T. N. SINGH, J. ( 1 ) IT is necessary to mention at the outset that this petition under Art. 227 of the Constitution was entertained by us on 30-1-1989 on submission being made that the law laid down by two learned Single Judges of this Court to their under-mentioned decisions, required reconsideration (1) Mahavir Kumar v. Phool Chand, 1986 MPRCJ 310 and (2) Govind Prasad Yadav v. Jagdish Prasad Verma, 1987 MPRCJ 296. ( 2 ) WE have, therefore, limited in this matter our decision on the question merely of maintainability of the appeal filed as per memo of appeal (Annexure-P/4) by non-petitioner No. 3 (tenant) in the Court of the Second Additional Judge to the Court of District Judge, Gwalior. The appeal was filed against order passed on 1-11-1988 by the Rent Controlling Authority, Gwalior, for short, 'the R. C. A. ', in a proceeding initiated by the petitioner/landlady under S. 23-A of the Madhya Pradesh Accommodation Control Act, 1961, for short, the 'act'. By that order, the non-applicant-tenant was held in default by the R. C. A. for submitting neither the list of his witnesses nor producing his witnesses to comply with the direction made in that regard and further opportunity to do so as denied to him. In, appeal, the tenant/ appellant submitted that his case could not be closed by the R. C. A. by the impugned order as on that date, an application under O. 6, R. 17, CPC was filed by him and on that, landlady/respondent was to be heard and no evidence had to be taken. In the memo of appeal S. 31 of the Act is quoted as the provision under which the appeal was filed, Counsel for the parties concede that the appeal is pending disposal in the concerned Court and no final decision has been rendered therein. ( 3 ) BEFORE we examine decisions aforementioned, we have considered it proper to took at the Scheme of the Act. As many as seven Chapters cover the entire corpus of the Act, but special notice has to be taken of the fact that Chapter III-A was inserted by the Legislature for the first time in the year 1983 by Act No. 27 of 1983 apparently in derogation of the general provision contained in Chapter 111, captioned 'control of Eviction of Tenants".

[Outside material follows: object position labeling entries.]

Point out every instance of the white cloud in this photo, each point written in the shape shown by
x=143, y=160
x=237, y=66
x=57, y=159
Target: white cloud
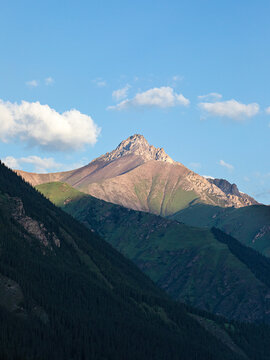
x=40, y=125
x=226, y=165
x=177, y=78
x=231, y=109
x=11, y=162
x=210, y=96
x=32, y=83
x=121, y=93
x=162, y=97
x=49, y=81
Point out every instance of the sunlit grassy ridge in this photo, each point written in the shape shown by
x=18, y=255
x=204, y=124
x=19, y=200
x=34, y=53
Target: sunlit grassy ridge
x=190, y=263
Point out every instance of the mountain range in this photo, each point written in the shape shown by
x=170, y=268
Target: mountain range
x=67, y=294
x=142, y=177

The Act has been further amended in 1985 by Act No. 7 of 1985 and thereunder new S. 23-J has been inserted in Chapter III-A. The Chapter is endowed with the caption, "eviction of Tenants on Grounds of "bona Fide" Requirement". But, also noteworthy is the heading of S. 23-A "special provision for eviction of tenant on ground of bona fide requirement. " S. 23-B empowers the R. C. A. to issue summons "in relation to very application referred to in S. 23-A"and S. 23-C specifies the circumstances under which the tenant's entitlement to contest the proceeding initiated u/s. 23-A can be circumscribed. However, special mention has to be made of S. 23-D because of the matter it contains, as is reflected in its heading "procedure to be followed by Rent Controlling Authority or grant of leave to tenant to contest". In sub-sec. (1) itself of S. 23-D, it is provided that the R. C. A. has to dispose of finally the application made u/s. 23-A within six months of the order of granting of leave to the tenant to contest application. U/s. 23-E, provision is made for High Court to entertain a revision petition and about that, we have to say much later. Section 23-F specifies that for a period of six months only, the stay order of High Court or of the R. C. A. against the eviction allowed, shall operate. S. 23-G deals with recovery of possession for occupation and the right of re-entry of the tenant. S. 23-H deals with deposit of rent during pending proceeding for eviction or for revision, while under S. 23-I, a landlord is warned against making frivolous application under S. 23-A and tenant also is similarly warned against making frivolous application for seeking leave to defend or for adjournment, on the pain of suffering "heavycompensatory costs not exceeding six months rent of the accommodation at a time as the Rent Controlling Authority may fix".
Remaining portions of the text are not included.